Avec des mesures allant du suivi de la température corporelle aux points d’entrée à l’utilisation de drones de surveillance et de systèmes de reconnaissance faciale, il n’a jamais été aussi nécessaire de trouver un équilibre entre la collecte de données biométriques et les droits et libertés individuels. Parallèlement, un nombre croissant d’entreprises vendent des produits et services biométriques qui semblent bénins mais qui pourraient devenir problématiques, voire abusifs.

Le capitalisme de surveillance est présenté comme inévitable pour décourager les individus d’oser repousser. C’est une illusion d’autant plus facile à réaliser que le COVID-19 continue de se répandre dans le monde entier. Les gens cherchent des solutions immédiates, même si cela implique d’accepter un nouveau problème, peut-être plus durable, à l’avenir.

En matière de collecte et de surveillance des données biométriques, il y a souvent un manque de clarté quant à ce qui est éthique, sûr et légal – et quant aux lois et réglementations qui sont encore nécessaires. Le rapport « AI Now » expose méthodiquement tous ces défis, explique pourquoi ils sont importants et préconise des solutions. Il donne ensuite forme et substance à huit études de cas qui examinent la surveillance biométrique dans les écoles, l’utilisation par la police des technologies de reconnaissance faciale aux États-Unis et au Royaume-Uni, les efforts nationaux visant à centraliser les informations biométriques en Australie et en Inde, et bien d’autres choses encore.

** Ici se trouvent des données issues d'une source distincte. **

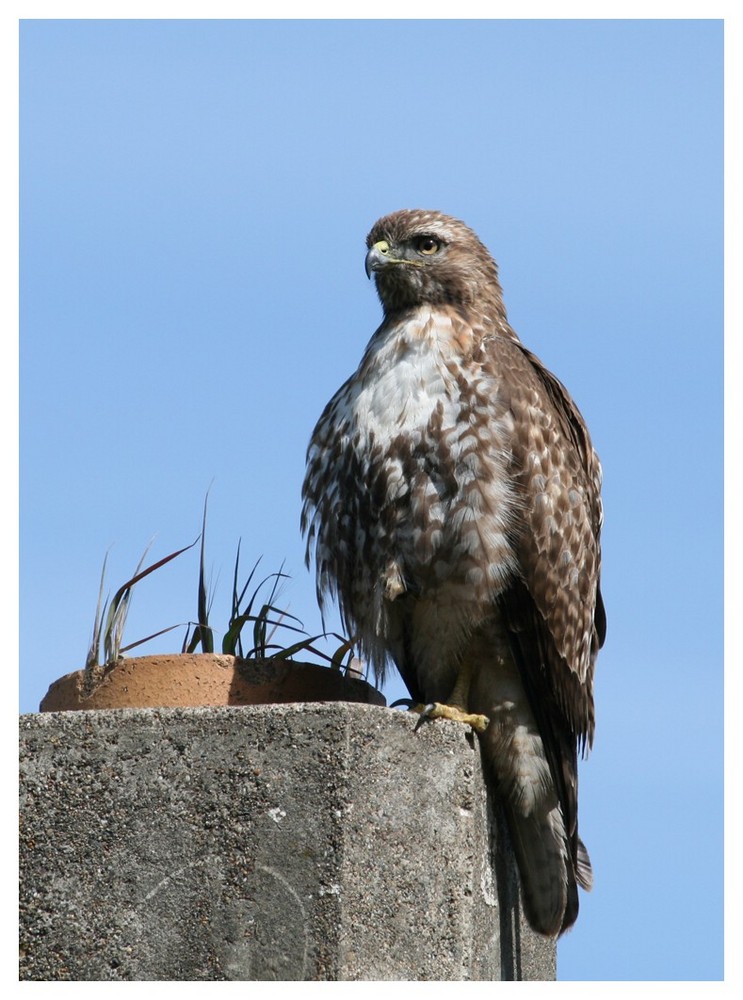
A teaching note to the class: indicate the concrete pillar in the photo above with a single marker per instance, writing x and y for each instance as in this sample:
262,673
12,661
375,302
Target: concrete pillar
288,842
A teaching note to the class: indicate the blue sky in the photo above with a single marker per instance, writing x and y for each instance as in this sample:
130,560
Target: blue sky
194,201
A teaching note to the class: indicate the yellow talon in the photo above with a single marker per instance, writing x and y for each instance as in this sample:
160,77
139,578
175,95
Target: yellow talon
438,711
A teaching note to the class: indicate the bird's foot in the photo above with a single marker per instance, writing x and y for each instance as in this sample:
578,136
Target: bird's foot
438,711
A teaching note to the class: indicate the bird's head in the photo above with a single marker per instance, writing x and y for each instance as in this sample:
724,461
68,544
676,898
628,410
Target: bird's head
421,257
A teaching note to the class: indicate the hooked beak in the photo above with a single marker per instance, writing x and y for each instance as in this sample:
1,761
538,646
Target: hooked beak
377,257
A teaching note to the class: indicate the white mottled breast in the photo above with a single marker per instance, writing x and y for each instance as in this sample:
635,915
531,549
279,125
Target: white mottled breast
404,377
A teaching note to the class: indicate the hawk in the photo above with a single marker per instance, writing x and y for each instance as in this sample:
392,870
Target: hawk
452,497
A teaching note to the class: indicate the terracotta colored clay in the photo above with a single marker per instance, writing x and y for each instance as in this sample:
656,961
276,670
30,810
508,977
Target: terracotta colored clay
193,679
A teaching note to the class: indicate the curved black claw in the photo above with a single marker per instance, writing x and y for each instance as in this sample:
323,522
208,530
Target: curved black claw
425,714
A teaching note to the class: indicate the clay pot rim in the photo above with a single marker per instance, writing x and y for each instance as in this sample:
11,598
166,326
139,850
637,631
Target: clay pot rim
183,680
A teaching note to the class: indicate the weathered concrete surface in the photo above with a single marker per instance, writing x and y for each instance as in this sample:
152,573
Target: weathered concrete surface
312,842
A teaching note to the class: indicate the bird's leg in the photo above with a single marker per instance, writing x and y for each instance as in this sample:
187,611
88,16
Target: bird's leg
455,708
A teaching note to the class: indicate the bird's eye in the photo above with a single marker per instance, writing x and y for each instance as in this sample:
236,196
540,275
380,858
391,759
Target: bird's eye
428,245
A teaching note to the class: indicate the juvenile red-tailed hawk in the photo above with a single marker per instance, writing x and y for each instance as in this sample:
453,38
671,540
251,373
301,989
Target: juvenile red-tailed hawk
453,498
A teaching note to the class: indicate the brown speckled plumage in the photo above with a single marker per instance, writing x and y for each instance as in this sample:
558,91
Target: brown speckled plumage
452,498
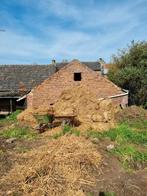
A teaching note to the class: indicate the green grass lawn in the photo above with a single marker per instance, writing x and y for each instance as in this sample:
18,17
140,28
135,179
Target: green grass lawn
130,143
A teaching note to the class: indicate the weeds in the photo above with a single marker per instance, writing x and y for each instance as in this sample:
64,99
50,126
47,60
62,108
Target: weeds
123,133
127,142
129,155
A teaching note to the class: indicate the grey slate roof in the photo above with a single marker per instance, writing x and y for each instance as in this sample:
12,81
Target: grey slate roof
12,77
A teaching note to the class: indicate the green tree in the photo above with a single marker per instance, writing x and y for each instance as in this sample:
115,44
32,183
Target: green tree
129,71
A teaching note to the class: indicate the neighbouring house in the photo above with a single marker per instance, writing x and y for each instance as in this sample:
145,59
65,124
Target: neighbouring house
31,85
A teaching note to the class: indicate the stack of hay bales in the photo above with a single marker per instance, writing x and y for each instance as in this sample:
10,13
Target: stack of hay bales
89,111
62,167
81,102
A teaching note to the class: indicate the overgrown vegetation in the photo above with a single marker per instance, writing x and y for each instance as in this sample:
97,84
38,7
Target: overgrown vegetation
130,144
129,71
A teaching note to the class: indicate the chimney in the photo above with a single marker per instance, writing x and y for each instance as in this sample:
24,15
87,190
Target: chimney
102,66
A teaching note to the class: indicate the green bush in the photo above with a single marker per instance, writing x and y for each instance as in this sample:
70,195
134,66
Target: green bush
123,133
129,155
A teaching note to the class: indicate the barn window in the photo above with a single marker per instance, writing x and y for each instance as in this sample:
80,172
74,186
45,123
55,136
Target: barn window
77,76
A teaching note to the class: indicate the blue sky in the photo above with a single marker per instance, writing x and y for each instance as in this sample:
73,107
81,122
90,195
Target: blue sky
38,31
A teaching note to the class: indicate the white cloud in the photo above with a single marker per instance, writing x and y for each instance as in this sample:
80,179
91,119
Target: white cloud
97,31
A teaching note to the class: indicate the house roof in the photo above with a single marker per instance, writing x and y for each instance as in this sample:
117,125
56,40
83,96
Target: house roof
16,80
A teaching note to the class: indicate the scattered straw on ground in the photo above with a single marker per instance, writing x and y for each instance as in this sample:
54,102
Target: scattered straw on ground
63,167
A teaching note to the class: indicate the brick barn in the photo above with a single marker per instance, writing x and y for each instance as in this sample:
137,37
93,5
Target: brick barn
31,85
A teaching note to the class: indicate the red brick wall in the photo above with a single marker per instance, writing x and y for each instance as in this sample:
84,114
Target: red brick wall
49,91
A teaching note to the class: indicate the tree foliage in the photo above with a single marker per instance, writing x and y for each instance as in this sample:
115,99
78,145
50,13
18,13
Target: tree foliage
129,71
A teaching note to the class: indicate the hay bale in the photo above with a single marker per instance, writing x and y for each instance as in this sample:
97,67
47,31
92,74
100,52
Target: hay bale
79,101
62,167
90,112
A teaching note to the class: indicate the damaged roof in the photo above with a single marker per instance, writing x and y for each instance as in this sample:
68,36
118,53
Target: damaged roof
17,80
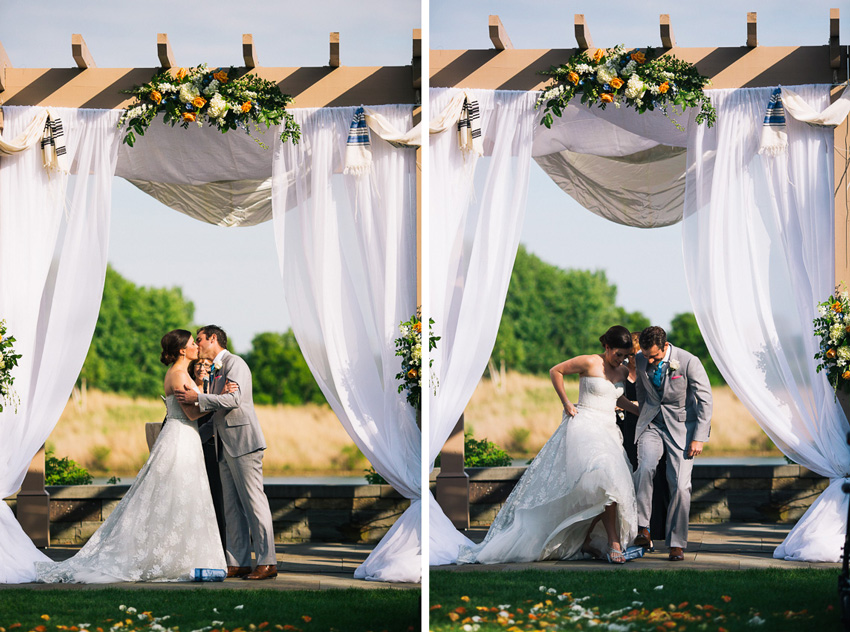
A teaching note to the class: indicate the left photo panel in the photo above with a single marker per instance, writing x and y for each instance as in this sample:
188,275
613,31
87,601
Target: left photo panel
210,316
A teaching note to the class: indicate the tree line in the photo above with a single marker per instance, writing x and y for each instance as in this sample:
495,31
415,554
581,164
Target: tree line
124,352
553,314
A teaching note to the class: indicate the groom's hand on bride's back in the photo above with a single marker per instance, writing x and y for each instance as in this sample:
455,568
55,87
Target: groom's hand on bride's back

Tous les citoyens – et pas seulement les politiciens, les entrepreneurs et les technologues – doivent acquérir une compréhension pratique des questions relatives à la biométrie, aux technologies d’IA et à la surveillance. Dans un paysage en pleine mutation, le rapport pourrait servir de référence pour comprendre les nouvelles questions qui continuent de se poser. Il serait injuste de résumer l’ensemble des 111 pages du document en quelques centaines de mots, mais il aborde plusieurs grands thèmes.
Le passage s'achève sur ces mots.